Componía canciones en el colectivo. La letra y la música venían a su mente en simultáneo y los viajes se le hacían más cortos así.
A veces estaba varios días con un mismo tema y en otras ocasiones hasta cuatro obras le brotaban sin freno en los cuarenta y cinco minutos de viaje diario.
Esa mañana, estaba puliendo la letra de Hojas de Amatreya, su último track. Era la primera vez que un tema le llevaba más de dos meses. Sin embargo, su obsesión por concluirlo era incontenible, de modo tal que sólo un brusco cambio de rutina, algún eventual músico callejero que subiera al 164 de Surbus o un posible accidente, hubiera podido sacarlo de su encomiable tarea.
La jerarquía de obra maestra que pudiera inferirse de la laboriosidad de su trabajo -si uno la compara con los anteriores-, no era objeto de preocupación para Ígor, que descreía de esa conjeturable relación entre esfuerzo y calidad de resultados.
En su sentir, era tan conmovedora la Balada para Un Tren que compuso durante una semana y veinte minutos, como sorprendente era Pensamientos, aquel vals que salió de un solo tirón. Tres minutos catorce segundos demoró en componerla; tres minutos catorce segundos ocupaba Pensamientos desde el primero hasta el último acorde.
(¿Cómo saber en qué momento del tiempo comienza a componerse una obra? ¿no es acaso toda nuestra historia personal el terreno fértil necesario para un eventual gémen? ¿no hay además siempre en cada creación algo de lo que escuchamos, vemos o leemos? ¿no es acaso toda mente individual una mente colectiva? ¿es pertinente para comprender las causas del destello creativo una genealogía desde el origen de los tiempos? ¿hubo un origen?)
Lo cierto es que Hojas de Amatreya estaba ya en su fase final. Remplazar algunas vocales disonantes, cincelar la métrica y ese dulce funk estaría concluido.

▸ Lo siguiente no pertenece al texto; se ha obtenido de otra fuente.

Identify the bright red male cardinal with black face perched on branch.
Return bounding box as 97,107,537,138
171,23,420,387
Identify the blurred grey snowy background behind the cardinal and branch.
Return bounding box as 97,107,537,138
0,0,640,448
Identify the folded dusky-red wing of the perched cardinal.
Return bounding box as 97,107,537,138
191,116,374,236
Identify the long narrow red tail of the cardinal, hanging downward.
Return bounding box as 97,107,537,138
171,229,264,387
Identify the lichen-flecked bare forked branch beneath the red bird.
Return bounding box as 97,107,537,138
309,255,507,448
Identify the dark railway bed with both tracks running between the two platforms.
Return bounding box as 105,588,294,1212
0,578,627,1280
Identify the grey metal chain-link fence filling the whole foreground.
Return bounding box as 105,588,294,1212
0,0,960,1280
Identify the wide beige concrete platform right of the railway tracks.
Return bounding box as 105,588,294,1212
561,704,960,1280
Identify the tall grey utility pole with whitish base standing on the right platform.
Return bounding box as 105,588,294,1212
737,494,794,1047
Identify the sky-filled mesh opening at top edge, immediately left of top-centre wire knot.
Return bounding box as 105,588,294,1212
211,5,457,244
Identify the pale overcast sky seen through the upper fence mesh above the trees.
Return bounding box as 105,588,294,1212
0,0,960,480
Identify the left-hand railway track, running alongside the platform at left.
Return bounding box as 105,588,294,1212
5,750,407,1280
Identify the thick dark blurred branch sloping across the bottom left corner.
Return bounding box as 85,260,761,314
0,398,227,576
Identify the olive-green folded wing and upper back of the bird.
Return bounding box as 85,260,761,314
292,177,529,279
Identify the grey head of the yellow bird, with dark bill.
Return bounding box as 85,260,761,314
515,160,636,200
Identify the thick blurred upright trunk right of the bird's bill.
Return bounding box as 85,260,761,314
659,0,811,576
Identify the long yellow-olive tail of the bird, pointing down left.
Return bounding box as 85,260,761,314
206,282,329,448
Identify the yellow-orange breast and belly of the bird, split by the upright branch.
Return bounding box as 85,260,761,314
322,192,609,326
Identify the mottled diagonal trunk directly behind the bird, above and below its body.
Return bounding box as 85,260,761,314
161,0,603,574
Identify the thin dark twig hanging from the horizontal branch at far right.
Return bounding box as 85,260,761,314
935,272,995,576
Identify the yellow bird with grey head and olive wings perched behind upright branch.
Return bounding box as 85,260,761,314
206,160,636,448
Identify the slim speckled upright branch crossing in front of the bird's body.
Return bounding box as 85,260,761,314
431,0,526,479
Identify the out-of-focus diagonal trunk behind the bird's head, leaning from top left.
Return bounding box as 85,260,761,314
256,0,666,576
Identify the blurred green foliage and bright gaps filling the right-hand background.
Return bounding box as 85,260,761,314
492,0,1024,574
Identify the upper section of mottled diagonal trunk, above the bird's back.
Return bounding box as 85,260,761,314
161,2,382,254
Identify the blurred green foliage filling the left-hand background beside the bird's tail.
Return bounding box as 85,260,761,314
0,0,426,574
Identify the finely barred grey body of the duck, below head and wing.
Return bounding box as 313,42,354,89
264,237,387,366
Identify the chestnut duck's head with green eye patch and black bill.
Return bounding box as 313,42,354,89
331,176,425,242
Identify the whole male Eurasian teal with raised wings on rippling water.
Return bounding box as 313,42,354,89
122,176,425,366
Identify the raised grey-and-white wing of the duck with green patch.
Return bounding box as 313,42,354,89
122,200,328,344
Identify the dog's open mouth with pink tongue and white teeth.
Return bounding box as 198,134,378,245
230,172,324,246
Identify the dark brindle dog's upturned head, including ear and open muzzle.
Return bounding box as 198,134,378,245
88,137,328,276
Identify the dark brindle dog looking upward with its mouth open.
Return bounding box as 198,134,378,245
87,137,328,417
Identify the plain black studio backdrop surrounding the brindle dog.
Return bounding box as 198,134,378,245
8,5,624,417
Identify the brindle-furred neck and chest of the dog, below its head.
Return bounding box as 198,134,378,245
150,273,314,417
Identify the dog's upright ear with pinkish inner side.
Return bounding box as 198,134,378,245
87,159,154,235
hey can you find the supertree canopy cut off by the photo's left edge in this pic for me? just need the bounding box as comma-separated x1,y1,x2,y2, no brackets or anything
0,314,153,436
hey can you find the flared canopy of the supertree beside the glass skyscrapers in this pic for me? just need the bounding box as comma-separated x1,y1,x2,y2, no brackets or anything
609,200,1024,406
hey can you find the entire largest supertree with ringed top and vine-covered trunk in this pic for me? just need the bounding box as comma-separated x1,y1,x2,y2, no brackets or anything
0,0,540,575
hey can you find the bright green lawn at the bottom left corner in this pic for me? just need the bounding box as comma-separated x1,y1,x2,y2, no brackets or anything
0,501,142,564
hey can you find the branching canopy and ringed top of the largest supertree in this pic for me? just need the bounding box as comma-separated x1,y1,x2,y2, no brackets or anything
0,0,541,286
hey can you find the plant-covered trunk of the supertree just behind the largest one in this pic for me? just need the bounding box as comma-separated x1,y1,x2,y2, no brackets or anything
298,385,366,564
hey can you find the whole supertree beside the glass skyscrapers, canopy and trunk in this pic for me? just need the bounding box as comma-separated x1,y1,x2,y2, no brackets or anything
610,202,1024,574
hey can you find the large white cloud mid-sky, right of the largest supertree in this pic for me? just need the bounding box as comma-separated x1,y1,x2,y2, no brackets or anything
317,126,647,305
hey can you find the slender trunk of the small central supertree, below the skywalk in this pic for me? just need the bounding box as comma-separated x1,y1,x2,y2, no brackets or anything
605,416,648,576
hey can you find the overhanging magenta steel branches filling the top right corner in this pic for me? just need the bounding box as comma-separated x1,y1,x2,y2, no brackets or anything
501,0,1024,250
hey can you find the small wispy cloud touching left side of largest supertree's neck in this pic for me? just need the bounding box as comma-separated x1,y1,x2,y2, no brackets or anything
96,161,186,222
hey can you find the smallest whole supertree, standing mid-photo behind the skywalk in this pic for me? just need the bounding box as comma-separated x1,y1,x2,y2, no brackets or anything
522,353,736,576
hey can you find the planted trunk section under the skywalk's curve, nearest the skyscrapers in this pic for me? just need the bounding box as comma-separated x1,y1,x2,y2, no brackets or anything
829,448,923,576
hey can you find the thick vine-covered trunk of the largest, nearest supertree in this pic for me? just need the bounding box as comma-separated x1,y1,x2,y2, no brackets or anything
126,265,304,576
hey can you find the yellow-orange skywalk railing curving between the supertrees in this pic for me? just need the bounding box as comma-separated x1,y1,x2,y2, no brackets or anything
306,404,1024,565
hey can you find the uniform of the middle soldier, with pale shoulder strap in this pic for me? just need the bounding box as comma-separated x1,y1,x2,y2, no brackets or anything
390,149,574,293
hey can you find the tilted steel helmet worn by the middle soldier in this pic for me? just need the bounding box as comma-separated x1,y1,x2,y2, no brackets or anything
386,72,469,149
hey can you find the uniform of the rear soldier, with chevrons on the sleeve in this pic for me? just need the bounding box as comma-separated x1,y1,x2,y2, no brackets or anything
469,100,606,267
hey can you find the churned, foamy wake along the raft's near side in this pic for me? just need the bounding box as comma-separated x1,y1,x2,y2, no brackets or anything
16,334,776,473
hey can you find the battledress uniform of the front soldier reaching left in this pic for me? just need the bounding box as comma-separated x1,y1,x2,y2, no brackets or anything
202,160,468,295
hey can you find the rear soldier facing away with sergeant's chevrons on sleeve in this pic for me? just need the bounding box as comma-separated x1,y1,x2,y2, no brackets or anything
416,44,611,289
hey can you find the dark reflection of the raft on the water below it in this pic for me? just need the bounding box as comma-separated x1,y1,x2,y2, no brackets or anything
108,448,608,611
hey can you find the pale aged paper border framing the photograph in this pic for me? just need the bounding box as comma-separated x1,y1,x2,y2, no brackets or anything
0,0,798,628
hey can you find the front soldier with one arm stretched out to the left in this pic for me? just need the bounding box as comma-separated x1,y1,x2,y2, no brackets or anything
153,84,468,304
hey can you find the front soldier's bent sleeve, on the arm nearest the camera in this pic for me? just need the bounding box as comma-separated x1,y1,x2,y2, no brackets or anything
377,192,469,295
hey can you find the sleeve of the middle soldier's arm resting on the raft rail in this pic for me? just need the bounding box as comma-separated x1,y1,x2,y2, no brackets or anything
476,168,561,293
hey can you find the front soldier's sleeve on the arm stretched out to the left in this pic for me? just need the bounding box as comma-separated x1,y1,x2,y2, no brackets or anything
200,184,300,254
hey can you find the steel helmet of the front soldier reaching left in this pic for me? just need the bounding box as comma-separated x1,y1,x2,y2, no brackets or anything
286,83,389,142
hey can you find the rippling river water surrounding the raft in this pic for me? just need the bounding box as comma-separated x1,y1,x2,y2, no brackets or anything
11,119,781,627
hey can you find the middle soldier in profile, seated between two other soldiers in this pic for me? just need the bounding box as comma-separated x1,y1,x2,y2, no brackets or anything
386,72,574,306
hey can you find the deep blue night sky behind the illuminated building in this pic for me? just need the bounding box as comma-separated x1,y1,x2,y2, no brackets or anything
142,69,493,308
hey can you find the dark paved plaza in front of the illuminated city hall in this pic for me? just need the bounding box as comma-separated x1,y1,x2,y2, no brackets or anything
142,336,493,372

Fue en ese momento cuando Ígor experimentó la muerte. Por alguna inexplicable razón, olvidó las primeras dos estrofas de su naciente obra.
Sorprendido, respiró hondo y confió en su memoria.
Nada.
El olvido era total.
Pero eso no fue todo. A los pocos segundos, como un dominó empujado por una mano oscura, olvidó ese olvido: no había registro en su mente de la existencia de la primera parte de su composición; y su atención, lo sé ahora, no hallaría jamás ese espacio de su mente.
Luego se fue borrando el estribillo, el título, la cadencia rítimica, las estrofas finales… Hojas de Amatreya desapareció y con ella, poco más de dos meses de viajes en colectivo de Ígor, como si el tiempo hubiera sido absorvido por un agujero negro.